Ivan Pavlov: A Russian life in science
Oxford University Press $52.95 hb, 855 pp, 9780199925193
Ivan Pavlov: A Russian life in science by Daniel P. Todes
Conventional wisdom has it that Ivan Pavlov made dogs salivate to the sound of a bell, discovered the conditioned reflex, and laid the foundations for behaviourism, an austere creed that ruled the mind to be off limits for science. Almost all of this is false. Pavlov’s bell was in fact a sophisticated adjustable buzzer. The ‘conditioned reflex’ is a mistranslation: reflexes are instead ‘conditional’, occurring only under certain conditions. Pavlov, no behaviourist, saw his scientific work as a pathway to understanding ‘our consciousness and its torments’. His goal was not to reduce mind to mechanism but to use the tools of digestive physiology to comprehend the complexity of psychological functions and individuality. As the distinguished medical historian Daniel Todes writes in this superb biography, the salivary glands were to Pavlov a window into the psyche.

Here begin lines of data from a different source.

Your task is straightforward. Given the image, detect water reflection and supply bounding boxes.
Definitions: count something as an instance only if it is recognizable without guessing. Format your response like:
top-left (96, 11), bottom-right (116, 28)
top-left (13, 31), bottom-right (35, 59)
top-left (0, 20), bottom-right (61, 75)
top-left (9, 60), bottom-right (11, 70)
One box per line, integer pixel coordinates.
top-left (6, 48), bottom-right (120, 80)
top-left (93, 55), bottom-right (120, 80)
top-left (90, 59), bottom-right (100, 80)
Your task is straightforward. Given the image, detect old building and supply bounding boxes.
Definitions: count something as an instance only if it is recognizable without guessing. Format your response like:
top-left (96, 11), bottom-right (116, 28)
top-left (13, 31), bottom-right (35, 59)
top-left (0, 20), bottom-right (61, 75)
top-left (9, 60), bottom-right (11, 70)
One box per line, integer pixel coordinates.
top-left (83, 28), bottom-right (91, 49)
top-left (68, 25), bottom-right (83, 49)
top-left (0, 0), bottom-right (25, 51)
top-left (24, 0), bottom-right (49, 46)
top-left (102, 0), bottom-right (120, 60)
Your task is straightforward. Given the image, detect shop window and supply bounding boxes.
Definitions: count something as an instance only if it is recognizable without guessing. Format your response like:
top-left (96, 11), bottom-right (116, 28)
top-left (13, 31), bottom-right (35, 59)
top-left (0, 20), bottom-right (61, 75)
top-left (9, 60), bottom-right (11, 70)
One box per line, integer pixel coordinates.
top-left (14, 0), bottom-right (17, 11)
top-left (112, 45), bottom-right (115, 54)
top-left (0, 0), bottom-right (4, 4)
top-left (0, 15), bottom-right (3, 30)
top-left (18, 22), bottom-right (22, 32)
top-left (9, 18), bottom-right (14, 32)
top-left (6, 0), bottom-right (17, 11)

The only correct feature of the popular image of Pavlov is the iconic dogs. He dabbled in other creatures during his long career, including a disastrous involvement with mice and a more positive experience with a pair of chimpanzees. At one point he resisted a recommendation from Alfred Nobel to study giraffes. But Pavlov always returned to his faithful dogs, which he regarded with unrestrained anthropomorphism. As Todes astutely notes, Pavlov had ‘a long-standing practice of interpreting dogs as people and people as dogs’. A keen student of canine temperament, he observed that dogs came in many distinct ‘nervous types’, but they were all members of a species that was uniquely suited to his mode of experimentation.